Last, focusing on the current state can be a bit depressing for business and IT leaders, as well as users; people get focused on what’s wrong with the organization, and easily fall into infighting, protecting domains, and complaining.
The Power of Future-State
With future-state-first planning, organizations look at what’s happening in their market, society, economy, and emerging business and technology context, and then use this information to guide scenario planning, analysis, and strategic planning.
Once this outcome-driven view of your future is identified, the organization can then look at its current state and see if that future-state vision is valid or if it needs to be refined. Organizations can then use this vision to figure out how the current-state people, processes, information, and technology need to be evolved to achieve that future state. And they can determine what new technologies or resources need to be brought in, and what existing resources need to be eliminated.
Future-state planning is a great way to get business and IT leaders as well as users excited and interested in the opportunities that lie ahead. The big difference is that a future-state approach looks at the opportunities in our future and then uses this vision to inform both tactical and strategic investment decisions. Whereas a current-state vision is focused more on what we fix and how to evolve our current state.
Future-State Planning in Business Practice
I was once working with a European financial services organization that was considering what its future might look like, particularly given economic, regulatory, political, and societal changes.
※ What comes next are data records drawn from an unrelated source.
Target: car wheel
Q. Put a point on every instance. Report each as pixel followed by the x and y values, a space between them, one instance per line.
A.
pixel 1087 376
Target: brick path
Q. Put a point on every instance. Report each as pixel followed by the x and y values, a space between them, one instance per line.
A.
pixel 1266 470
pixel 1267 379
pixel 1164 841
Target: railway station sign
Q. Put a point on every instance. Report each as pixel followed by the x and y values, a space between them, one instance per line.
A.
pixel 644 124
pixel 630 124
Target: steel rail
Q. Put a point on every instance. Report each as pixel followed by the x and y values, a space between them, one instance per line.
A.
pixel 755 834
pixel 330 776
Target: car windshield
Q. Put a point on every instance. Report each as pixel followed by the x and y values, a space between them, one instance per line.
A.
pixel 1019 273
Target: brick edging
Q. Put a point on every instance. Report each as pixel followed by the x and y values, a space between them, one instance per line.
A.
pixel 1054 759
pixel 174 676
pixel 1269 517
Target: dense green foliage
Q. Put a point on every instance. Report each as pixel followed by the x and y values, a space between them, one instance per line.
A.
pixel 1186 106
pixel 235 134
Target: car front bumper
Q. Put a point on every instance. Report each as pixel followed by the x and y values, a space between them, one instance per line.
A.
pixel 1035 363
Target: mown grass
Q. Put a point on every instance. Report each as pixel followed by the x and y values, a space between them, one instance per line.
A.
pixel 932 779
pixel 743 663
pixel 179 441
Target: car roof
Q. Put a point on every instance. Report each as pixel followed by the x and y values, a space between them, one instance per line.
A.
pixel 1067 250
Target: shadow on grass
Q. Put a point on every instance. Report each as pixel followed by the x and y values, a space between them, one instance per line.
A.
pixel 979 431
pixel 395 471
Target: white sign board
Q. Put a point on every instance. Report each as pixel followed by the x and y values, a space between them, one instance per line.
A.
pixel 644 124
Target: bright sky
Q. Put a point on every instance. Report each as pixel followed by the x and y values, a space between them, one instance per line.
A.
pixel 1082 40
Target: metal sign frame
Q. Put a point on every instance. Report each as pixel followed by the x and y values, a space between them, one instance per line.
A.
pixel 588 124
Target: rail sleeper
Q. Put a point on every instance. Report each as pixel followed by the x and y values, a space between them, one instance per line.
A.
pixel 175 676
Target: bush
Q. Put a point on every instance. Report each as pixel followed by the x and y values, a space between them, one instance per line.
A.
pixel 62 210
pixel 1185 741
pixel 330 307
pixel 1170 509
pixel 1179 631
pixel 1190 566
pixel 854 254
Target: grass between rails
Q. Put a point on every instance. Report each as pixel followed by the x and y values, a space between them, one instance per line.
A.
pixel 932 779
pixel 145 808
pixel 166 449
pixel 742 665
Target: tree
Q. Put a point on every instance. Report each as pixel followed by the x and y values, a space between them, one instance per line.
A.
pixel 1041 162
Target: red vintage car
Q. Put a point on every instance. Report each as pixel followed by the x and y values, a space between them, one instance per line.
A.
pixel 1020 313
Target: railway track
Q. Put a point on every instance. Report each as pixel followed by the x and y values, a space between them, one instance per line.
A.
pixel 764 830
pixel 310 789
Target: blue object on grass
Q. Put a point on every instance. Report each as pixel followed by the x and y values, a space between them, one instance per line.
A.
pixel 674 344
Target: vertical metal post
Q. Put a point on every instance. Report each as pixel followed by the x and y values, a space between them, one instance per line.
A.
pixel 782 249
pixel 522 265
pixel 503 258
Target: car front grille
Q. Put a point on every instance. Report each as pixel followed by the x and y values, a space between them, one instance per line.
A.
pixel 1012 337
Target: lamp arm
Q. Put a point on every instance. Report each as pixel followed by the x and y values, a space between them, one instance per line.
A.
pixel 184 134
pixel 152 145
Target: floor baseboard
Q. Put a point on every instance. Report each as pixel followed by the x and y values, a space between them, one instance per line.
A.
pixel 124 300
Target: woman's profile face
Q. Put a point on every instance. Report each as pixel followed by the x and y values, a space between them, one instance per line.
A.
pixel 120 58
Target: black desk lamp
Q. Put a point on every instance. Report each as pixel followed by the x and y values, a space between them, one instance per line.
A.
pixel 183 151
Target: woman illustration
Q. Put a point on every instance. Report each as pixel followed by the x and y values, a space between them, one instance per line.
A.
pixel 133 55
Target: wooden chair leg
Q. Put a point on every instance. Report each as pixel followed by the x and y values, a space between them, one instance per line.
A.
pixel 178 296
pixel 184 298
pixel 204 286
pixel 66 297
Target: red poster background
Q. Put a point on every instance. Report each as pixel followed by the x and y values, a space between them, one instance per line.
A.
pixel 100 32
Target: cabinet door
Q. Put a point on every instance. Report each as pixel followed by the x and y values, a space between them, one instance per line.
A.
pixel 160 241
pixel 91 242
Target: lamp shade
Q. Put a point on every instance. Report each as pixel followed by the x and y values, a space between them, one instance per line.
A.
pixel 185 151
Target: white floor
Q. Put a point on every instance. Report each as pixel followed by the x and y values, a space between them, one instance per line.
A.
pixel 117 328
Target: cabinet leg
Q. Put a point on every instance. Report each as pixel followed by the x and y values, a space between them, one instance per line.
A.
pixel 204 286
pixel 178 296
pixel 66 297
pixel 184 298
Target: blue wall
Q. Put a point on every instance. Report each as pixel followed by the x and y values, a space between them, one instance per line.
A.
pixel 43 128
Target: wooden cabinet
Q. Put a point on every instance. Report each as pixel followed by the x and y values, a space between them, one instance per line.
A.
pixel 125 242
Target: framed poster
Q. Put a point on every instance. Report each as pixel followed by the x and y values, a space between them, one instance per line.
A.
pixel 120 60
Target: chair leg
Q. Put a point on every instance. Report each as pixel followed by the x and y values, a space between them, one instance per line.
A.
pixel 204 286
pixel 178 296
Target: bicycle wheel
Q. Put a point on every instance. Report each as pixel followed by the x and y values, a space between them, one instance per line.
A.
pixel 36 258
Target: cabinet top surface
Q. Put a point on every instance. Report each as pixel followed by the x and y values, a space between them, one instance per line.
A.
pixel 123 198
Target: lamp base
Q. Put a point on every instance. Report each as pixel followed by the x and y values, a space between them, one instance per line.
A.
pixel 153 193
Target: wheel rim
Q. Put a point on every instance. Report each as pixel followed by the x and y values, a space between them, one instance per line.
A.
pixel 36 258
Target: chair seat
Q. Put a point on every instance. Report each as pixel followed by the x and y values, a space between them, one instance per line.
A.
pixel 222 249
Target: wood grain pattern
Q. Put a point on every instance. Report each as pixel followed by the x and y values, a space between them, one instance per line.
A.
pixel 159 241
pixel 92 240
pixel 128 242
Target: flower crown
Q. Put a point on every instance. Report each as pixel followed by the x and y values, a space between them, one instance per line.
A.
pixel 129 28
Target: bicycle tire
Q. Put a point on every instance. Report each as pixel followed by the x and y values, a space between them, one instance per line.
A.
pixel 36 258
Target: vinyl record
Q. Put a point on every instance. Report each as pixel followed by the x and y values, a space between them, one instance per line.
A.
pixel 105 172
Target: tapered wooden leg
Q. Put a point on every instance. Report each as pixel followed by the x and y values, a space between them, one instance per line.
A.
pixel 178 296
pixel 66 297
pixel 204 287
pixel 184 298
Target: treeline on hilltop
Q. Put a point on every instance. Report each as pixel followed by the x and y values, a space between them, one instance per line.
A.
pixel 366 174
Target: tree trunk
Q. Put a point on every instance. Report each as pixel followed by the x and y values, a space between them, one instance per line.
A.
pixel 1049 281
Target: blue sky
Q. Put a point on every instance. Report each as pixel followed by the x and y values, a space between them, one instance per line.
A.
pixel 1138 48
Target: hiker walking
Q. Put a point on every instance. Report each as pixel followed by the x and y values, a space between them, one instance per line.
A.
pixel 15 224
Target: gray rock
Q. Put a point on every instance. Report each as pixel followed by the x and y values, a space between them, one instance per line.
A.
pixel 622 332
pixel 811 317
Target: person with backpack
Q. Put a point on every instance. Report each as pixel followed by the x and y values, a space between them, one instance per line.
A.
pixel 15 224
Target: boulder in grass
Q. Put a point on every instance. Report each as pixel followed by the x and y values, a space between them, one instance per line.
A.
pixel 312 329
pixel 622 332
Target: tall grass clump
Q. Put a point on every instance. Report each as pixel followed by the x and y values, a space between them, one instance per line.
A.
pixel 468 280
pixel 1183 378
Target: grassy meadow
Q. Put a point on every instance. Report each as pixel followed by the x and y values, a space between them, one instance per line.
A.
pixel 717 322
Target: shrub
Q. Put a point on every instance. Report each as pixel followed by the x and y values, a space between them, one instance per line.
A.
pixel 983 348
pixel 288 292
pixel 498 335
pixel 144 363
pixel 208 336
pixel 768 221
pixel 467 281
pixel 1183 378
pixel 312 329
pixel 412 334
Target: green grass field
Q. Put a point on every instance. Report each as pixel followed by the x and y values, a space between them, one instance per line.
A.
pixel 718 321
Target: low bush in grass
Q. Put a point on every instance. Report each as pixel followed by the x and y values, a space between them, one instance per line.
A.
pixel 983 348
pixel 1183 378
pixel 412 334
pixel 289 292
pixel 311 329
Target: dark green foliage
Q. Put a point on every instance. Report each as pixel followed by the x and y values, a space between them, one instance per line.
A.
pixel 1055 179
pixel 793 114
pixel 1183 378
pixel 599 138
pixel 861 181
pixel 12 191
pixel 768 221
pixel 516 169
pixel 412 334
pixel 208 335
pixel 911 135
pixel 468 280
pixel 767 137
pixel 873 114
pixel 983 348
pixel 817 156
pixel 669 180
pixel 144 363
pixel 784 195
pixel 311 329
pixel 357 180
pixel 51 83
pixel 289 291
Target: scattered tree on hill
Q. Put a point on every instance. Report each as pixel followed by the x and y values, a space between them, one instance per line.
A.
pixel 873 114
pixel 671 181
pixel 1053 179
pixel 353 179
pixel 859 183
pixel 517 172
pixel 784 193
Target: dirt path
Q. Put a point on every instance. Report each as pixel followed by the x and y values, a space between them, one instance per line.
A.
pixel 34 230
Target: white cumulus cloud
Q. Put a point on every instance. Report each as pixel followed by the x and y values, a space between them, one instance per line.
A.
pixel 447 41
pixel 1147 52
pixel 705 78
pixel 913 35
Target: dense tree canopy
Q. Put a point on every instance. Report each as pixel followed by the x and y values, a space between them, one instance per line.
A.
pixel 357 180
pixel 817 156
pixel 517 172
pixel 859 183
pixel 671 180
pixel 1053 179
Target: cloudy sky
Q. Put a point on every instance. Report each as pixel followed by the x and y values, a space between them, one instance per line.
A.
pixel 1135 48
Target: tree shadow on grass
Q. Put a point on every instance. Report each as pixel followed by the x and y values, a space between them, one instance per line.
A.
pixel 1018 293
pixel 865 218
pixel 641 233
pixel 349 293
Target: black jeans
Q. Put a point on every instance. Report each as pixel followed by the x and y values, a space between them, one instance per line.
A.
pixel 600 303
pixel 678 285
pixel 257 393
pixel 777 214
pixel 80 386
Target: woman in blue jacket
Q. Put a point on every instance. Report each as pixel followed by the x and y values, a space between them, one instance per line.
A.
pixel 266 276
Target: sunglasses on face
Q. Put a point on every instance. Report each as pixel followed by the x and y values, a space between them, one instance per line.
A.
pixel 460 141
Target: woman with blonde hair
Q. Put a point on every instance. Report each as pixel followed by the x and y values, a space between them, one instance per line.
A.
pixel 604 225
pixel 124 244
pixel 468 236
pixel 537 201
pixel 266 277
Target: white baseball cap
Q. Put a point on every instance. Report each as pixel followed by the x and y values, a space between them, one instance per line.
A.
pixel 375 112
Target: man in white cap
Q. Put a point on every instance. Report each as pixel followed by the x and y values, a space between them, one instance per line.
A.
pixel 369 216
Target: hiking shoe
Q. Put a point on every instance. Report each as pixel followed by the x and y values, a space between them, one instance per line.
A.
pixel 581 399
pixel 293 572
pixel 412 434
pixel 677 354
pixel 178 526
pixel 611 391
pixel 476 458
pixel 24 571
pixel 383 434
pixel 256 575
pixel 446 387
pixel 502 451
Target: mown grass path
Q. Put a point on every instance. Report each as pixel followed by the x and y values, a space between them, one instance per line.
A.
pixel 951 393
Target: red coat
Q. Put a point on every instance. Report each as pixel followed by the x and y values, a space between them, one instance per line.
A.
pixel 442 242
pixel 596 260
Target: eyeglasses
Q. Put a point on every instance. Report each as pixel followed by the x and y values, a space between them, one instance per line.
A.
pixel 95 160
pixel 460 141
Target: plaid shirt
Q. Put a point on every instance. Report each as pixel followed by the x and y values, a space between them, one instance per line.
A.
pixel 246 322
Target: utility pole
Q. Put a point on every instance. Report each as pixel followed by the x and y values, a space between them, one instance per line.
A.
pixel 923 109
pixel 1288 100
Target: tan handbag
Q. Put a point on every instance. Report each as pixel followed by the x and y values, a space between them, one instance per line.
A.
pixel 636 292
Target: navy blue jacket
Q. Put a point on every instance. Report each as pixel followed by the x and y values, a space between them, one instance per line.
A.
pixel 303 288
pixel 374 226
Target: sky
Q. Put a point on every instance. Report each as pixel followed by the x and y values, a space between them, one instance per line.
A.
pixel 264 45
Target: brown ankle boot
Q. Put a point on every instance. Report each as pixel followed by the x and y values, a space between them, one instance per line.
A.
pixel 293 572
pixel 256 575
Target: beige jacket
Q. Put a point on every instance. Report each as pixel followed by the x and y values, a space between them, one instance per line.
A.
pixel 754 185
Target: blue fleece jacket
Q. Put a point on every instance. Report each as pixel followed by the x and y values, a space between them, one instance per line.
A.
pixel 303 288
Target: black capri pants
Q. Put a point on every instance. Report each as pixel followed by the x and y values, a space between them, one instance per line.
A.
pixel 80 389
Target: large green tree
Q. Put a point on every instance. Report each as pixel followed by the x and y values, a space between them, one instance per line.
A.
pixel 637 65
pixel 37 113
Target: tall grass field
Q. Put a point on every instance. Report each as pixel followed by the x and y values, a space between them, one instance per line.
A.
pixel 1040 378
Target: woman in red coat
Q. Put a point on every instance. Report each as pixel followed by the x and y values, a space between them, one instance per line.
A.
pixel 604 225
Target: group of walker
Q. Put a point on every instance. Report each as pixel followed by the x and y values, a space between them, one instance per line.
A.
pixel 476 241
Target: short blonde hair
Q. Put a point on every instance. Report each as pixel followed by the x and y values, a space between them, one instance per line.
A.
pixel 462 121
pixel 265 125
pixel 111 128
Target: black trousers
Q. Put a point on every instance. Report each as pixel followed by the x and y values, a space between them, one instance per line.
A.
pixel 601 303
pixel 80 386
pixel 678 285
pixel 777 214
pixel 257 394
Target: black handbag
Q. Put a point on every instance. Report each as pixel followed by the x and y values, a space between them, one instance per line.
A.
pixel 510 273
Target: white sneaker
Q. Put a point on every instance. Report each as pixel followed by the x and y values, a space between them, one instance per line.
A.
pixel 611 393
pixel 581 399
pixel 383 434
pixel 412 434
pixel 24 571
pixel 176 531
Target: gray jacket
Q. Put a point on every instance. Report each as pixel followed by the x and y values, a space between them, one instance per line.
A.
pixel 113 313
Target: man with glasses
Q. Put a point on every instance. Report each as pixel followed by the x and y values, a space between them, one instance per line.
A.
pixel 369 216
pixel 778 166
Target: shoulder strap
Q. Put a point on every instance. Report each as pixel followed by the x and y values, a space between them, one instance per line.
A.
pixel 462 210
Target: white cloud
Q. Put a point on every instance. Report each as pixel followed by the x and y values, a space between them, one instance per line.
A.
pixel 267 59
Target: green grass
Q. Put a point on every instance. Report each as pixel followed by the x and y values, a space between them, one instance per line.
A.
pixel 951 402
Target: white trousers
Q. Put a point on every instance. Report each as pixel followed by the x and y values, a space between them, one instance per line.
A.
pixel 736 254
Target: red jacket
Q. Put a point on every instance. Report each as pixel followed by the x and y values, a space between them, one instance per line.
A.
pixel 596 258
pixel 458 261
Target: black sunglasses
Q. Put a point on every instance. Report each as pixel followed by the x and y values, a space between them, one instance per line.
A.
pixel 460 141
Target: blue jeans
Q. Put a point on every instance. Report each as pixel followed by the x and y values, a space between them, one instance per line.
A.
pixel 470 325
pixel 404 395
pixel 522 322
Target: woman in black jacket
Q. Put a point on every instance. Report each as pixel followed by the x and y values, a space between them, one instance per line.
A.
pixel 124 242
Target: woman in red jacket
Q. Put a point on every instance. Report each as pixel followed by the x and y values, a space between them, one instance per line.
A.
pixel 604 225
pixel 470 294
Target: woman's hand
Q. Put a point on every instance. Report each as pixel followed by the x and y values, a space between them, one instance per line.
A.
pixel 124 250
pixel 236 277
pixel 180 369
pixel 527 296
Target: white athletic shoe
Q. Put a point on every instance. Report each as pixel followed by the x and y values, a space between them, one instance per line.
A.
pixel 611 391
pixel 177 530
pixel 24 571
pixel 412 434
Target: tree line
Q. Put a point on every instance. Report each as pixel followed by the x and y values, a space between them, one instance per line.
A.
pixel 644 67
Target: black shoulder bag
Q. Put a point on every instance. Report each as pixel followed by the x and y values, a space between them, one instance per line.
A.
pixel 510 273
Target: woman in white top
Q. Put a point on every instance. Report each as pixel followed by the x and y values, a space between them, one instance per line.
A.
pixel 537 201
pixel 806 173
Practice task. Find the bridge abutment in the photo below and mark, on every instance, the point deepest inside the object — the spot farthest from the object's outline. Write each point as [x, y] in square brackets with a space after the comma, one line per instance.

When they looked at the future and the trends that were going to impact their business, they realized that they had the opportunity to provide transaction management services to a wide variety of industries, not just financial services. They created a business model whereby they deliver financial-based transaction services to support their existing customers. And, they are adding open interfaces and connectors so they can be an iPaaS to support other businesses that need transaction capabilities.
If they had not thought in terms of future-state first, they would likely have never even considered radically different business models and would have stuck with financial services business models. But starting with a future-state approach gave them the freedom to think out of the box.
Enterprise architecture must be driven by the future state business strategy to weigh the impact and cost of tactical versus strategic investments. Stated more plainly, if you don’t understand your business vision and actionable business strategy, all investments are tactical, and more likely to risk wasted or undefined ROI.